The Enchantress of Florence, by Salman Rushdie
2008, 350 pp
A new Salman Rushdie book is always worth attention, but even the staunchest Rushdie fan must admit that The Enchantress of Florence is a comparatively minor affair. The framing device concerns a mysterious traveler and magician who appears at the court of Akbar the Great, the Mughal Emperor, and claims to be his uncle. The bulk of the book consists of the story this magician tells to Akbar, and at times stories within the story, or even stories within the stories within the stories. And that's pretty much the book: a lot of clever little stories tenuously linked together without much plot driving the whole production forward. It is impossible to resist Rushdie's enthusiasm for the subject, but in reading it, you get the distinct impression that Rushdie just really wants to tell you all the neat things he's read about the late fifteenth century.

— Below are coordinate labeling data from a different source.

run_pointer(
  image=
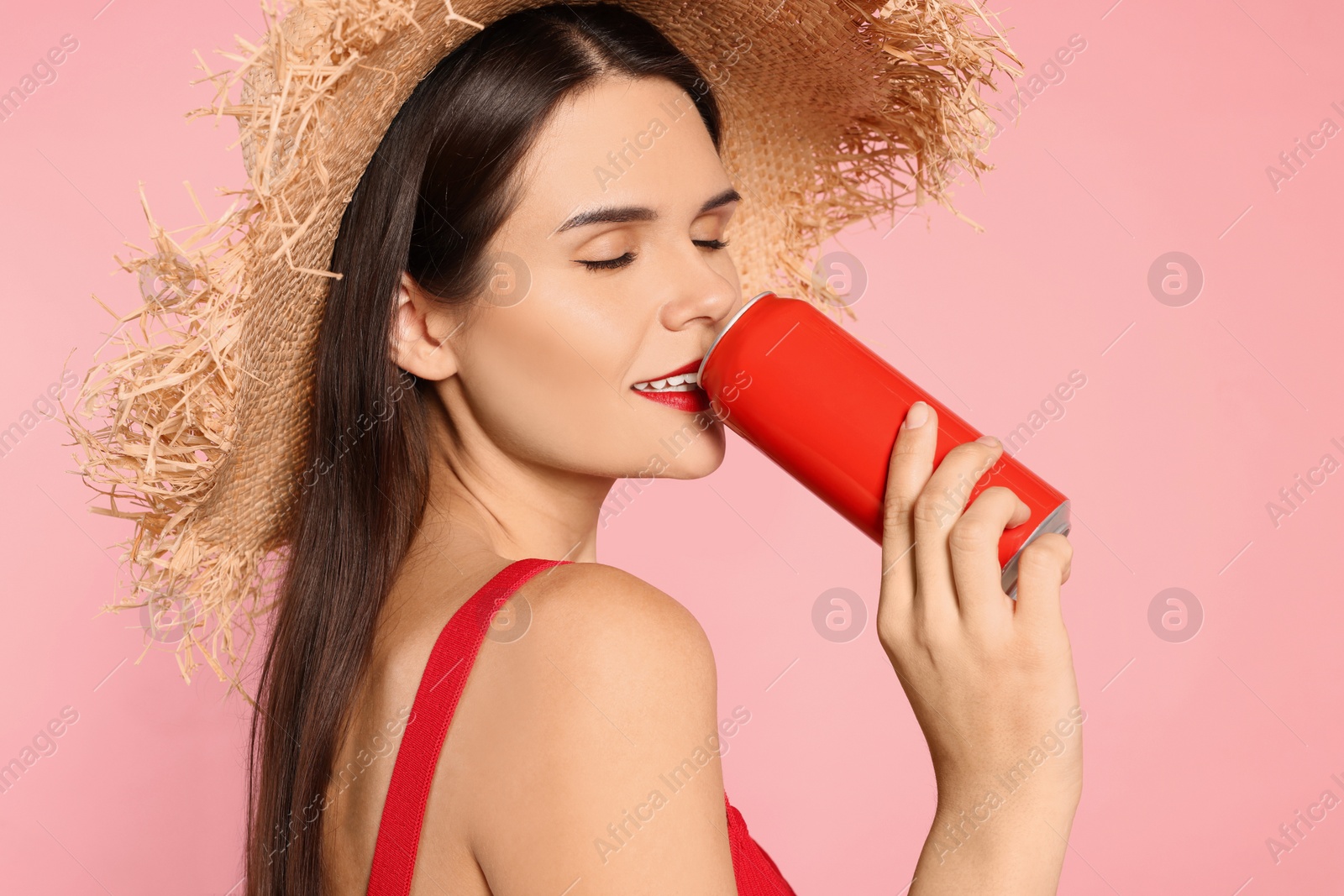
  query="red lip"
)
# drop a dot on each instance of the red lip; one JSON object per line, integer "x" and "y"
{"x": 689, "y": 401}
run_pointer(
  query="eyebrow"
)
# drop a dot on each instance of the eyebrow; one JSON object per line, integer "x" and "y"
{"x": 622, "y": 214}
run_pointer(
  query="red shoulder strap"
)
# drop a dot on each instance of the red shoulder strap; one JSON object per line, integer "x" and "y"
{"x": 440, "y": 689}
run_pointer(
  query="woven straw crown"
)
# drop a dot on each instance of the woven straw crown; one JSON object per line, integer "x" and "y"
{"x": 833, "y": 112}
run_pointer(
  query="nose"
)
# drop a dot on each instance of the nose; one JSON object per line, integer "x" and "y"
{"x": 701, "y": 293}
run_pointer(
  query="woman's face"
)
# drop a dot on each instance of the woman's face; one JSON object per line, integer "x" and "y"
{"x": 609, "y": 275}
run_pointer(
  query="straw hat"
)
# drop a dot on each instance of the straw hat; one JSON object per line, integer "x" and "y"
{"x": 833, "y": 112}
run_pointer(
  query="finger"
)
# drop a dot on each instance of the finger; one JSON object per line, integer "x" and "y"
{"x": 907, "y": 472}
{"x": 1041, "y": 571}
{"x": 937, "y": 511}
{"x": 974, "y": 546}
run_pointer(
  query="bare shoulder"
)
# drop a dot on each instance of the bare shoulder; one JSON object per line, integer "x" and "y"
{"x": 604, "y": 613}
{"x": 598, "y": 715}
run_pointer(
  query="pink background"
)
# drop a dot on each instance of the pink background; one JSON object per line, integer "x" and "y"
{"x": 1189, "y": 423}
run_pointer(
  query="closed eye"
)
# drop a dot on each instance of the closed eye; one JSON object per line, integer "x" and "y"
{"x": 612, "y": 264}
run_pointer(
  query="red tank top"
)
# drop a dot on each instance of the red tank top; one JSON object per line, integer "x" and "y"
{"x": 441, "y": 687}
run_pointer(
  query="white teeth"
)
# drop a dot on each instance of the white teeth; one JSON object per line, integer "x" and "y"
{"x": 679, "y": 383}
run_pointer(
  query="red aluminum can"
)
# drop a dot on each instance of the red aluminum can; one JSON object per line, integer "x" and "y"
{"x": 826, "y": 407}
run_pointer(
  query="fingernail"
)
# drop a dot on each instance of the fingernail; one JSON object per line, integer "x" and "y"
{"x": 917, "y": 416}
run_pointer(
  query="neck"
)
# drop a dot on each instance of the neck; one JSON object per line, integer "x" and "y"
{"x": 483, "y": 499}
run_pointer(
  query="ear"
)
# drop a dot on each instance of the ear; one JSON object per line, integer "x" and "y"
{"x": 423, "y": 332}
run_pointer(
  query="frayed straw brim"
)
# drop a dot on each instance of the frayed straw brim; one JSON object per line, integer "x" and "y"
{"x": 833, "y": 113}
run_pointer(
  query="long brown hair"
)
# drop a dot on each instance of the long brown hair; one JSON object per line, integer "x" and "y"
{"x": 438, "y": 188}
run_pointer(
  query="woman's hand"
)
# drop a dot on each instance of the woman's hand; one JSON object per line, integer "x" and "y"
{"x": 991, "y": 680}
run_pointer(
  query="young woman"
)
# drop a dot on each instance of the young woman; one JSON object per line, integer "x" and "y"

And indeed there are a lot of neat things. As Rushdie stresses in interviews, most of the really ridiculous stuff in the book actually happened. The bit about Shah Ismail I making Shaybani Khan's skull into a jewelled goblet is true, as is the bit about Emperor Humayun dying from falling down the stairs in his library. Vlad Dracul makes a pretty accurate appearance. And so on. Rushdie's prose is, as ever, entertaining and lively, and he has a great deal of fun describing the outlandish people and places which populate the story. There's several excellent bits of fun with Akbar's name (Akbar means "the Great," so you can see how being called Akbar the Great and shouting Allahu Akbar can make for some good jokes) and some decent ruminations on history and love and suchlike.
However. There is no central character for the us to care about, and by its very nature the framing story dictates that we already know the outcome of the story being framed. By the end of the book we know who the mysterious traveler is, but not why he showed up, nor do we much care. His fate is never particularly resolved. This (and the habit of featuring characters who do not really exist or are really someone else, etc) also prevents Rushdie from developing any meaningful human relationships. The strongest part of the book is the section about two-thirds of the way in which involves philandering Niccolo Machiavelli's relationship with his beleaguered wife. Here Rushdie's talent for understanding the depths of unhappy relationships finally turns up, and the pages fly past.
The Enchantress of Florence is a good two hundred pages shorter than Midnight's Children and it shows. The lengthy digressions (which granted, got a bit too lengthy at times) are mainly absent, and in all the book feels much smaller than a sweeping epic about the Renaissance and the Mughals ought to feel. It is further padded out by startlingly incongruous and self-consciously modern dialogues which recycle rather familiar (and disappointingly unoriginal) ideas from Camus and Richard Dawkins.
A Rushdie Novel is a particular thing with particular conventions. He is almost a genre in himself, and while The Enchantress of Florence is a solid entry in the romance/adventure subdivision of the historical novel genre, it is a pretty minor work in the Rushdie corpus.